Commissaires : Marc Guillaume, Francis Villadier (conservateur du Musée d’Art et d’Histoire).


Marc Guillaume, Sophie Barthélémy, Jean Laronze (1852-1937). Rives et rivages, Musée d’Art et d’Histoire de Meudon, 2014, 40 p., 12 €. ISBN : 978-2-9549968-0-6


Marc Guillaume, Jean Laronze, peintre de la Bourgogne. 1852-1937, Paris, Somogy, Editions d’Art, 2005, 191 p., 35 €. ISBN 2-85056-845-7.

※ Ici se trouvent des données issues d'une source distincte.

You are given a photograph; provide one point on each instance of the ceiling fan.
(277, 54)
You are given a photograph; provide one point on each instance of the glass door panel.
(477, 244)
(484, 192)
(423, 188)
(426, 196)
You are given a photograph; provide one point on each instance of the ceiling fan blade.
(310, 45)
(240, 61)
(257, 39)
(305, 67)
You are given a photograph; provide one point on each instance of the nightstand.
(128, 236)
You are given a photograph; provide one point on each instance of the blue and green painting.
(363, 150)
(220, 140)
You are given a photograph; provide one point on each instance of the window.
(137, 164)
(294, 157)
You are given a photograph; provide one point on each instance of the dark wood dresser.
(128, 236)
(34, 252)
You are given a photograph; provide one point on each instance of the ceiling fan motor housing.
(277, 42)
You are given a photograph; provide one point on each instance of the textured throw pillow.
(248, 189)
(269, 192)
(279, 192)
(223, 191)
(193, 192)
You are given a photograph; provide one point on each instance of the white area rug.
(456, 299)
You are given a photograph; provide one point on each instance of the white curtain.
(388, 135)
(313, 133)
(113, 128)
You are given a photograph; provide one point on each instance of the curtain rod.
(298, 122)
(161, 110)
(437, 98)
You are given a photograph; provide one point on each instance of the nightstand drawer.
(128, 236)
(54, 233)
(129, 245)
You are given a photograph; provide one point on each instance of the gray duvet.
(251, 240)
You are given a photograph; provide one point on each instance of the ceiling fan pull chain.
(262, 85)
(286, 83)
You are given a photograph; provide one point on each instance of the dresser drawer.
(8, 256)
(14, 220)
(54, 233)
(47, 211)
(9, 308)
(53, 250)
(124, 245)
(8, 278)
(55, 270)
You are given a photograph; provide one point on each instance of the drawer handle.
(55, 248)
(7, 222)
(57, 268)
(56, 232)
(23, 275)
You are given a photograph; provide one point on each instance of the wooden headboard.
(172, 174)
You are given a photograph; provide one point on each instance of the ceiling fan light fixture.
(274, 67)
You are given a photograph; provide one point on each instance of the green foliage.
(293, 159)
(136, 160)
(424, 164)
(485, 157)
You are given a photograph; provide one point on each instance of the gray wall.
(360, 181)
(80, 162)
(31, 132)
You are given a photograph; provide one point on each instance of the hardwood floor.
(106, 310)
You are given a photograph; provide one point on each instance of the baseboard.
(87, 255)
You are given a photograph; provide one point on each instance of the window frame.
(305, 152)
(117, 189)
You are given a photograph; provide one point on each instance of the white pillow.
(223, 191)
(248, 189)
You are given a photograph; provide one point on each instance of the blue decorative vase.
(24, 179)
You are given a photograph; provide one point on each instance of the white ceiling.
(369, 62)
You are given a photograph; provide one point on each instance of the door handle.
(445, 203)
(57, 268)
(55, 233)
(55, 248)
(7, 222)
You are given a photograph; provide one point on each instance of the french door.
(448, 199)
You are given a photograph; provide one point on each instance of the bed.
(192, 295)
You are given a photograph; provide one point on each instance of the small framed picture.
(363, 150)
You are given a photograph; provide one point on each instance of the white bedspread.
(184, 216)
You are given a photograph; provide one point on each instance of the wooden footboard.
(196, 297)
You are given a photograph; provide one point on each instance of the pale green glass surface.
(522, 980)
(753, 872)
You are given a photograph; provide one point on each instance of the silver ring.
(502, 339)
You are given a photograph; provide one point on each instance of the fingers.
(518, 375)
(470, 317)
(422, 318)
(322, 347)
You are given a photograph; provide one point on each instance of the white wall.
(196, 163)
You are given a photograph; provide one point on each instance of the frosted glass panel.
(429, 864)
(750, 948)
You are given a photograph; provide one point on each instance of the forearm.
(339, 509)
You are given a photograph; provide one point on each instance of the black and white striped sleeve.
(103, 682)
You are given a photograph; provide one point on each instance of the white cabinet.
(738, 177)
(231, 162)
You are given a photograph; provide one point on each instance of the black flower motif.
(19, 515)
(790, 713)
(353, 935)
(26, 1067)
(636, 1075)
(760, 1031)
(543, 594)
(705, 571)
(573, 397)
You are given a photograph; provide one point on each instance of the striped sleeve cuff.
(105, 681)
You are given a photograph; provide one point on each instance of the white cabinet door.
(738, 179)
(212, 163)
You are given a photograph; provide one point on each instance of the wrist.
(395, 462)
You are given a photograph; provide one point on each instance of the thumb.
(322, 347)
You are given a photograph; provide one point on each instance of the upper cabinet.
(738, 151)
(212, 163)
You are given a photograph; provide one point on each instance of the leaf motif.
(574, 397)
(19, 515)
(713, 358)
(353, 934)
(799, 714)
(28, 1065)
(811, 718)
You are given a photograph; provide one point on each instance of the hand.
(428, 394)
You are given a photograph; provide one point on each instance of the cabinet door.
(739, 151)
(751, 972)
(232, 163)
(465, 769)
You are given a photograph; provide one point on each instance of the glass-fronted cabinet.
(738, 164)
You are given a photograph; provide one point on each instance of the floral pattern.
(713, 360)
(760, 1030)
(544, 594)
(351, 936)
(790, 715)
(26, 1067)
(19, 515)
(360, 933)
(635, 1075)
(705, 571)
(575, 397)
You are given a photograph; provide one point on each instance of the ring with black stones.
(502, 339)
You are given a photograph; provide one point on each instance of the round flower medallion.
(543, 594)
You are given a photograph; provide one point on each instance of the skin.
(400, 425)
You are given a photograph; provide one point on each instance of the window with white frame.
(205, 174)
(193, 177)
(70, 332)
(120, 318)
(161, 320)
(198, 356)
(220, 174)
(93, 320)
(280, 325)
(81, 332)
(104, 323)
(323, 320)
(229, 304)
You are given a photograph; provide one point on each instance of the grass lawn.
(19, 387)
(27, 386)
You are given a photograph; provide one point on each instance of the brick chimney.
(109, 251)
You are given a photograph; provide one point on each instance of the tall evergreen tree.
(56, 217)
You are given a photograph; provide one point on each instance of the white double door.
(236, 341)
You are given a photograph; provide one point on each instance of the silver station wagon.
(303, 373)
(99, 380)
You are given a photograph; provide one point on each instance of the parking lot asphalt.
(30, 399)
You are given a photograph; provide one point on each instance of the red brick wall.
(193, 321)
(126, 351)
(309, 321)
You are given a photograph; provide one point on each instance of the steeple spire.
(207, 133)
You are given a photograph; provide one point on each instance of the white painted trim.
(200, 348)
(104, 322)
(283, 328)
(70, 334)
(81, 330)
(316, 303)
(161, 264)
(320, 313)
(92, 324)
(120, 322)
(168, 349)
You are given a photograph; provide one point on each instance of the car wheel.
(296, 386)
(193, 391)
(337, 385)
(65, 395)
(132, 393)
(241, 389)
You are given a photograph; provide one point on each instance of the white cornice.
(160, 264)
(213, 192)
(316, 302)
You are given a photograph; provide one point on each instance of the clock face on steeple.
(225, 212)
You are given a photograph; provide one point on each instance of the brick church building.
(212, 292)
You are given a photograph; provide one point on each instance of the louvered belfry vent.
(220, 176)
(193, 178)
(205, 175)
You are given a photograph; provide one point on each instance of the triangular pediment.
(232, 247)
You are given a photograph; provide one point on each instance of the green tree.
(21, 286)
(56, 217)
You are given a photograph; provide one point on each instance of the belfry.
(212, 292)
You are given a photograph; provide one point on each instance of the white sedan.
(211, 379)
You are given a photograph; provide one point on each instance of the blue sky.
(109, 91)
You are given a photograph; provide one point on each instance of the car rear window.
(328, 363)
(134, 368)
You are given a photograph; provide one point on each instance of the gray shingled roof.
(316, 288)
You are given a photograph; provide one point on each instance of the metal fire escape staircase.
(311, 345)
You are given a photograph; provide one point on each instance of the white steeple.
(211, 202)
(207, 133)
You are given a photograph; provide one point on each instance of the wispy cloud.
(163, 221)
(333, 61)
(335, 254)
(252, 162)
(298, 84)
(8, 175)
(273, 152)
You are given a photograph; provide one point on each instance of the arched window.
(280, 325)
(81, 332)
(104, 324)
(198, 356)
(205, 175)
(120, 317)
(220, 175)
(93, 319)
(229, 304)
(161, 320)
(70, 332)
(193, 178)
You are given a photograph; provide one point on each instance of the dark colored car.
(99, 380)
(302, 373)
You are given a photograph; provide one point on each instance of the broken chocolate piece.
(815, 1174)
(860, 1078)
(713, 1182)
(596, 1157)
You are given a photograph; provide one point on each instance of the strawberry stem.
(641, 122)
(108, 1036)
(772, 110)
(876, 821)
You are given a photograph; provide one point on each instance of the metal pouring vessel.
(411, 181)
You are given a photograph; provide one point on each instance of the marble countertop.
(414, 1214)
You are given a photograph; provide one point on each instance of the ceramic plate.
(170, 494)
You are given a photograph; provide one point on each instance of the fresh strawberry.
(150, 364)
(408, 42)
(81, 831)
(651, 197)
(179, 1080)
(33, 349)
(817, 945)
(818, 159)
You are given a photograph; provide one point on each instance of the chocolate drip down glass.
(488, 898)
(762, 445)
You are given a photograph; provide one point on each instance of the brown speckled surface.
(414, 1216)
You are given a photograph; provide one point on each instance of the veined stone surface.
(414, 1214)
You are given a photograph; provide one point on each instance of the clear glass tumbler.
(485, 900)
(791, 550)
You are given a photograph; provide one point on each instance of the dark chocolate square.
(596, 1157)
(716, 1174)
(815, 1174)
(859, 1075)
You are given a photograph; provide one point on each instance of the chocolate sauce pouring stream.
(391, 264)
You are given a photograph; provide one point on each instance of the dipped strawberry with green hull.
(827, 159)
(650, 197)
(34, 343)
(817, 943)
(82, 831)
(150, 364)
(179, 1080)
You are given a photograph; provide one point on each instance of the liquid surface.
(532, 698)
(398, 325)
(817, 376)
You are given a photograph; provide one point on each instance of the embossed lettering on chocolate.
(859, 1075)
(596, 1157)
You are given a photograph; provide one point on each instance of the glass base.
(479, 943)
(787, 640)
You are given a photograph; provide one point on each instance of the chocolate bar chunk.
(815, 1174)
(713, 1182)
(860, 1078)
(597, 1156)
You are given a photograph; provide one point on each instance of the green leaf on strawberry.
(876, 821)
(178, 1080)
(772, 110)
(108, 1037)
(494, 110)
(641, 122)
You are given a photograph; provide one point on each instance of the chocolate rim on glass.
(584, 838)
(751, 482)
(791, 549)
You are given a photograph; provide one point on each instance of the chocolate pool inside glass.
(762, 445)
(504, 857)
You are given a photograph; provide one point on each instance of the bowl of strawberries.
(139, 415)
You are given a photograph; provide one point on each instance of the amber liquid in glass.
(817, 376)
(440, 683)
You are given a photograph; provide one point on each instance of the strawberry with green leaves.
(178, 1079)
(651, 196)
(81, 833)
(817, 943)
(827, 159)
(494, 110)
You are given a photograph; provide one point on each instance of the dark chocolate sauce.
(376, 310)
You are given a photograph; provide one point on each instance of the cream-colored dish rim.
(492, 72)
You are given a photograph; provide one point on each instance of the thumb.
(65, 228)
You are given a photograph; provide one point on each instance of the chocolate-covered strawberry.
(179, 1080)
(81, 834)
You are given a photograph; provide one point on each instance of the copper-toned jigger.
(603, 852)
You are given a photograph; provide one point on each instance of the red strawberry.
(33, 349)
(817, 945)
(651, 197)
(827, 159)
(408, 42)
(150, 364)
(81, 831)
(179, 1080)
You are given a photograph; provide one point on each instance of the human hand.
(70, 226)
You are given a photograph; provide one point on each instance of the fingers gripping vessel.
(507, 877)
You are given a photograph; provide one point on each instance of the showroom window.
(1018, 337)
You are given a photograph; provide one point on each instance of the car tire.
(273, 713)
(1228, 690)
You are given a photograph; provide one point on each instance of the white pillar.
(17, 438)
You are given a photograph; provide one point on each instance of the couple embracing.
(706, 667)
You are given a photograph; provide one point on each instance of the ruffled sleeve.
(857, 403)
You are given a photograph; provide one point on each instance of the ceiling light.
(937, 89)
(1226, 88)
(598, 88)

Informations pratiques : Musée d’Art et d’Histoire, 11 rue des Pierres, 92190 Meudon. Tél : +33 (0) 46 23 87 13. Ouvert du mardi au dimanche de 14h à 18h. Tarif : 2,50 € (réduit : 1 €).
Le musée est accessible par
la SNCF : Paris-Montparnasse - Versailles Rive Gauche (gares de Meudon ou de Bellevue)
RER : Ligne C (gare de Val-Fleury)
Bus : 169 - 289 - 389 (arrêt Église de Meudon)


Bénédicte Bonnet Saint-Georges, jeudi 20 novembre 2014


Notes

1Alphonse de Lamartine,« L’infini dans les cieux », Les Harmonies poétiques et religieuses, 1830.

2« Paysages de Bourgogne : De Corot à Laronze » Musée des Beaux-Arts de Dijon, 7 décembre 2001 - 11 mars. 2005.

3Abel Moreau, Jean Laronze, Sa vie, son œuvre, ed de l’Opéra, 1930.

4Marc Guillaume, 2005, p.183.

5Dans Abel Moreau, cité par Marc Guillaume 2005 p. 172.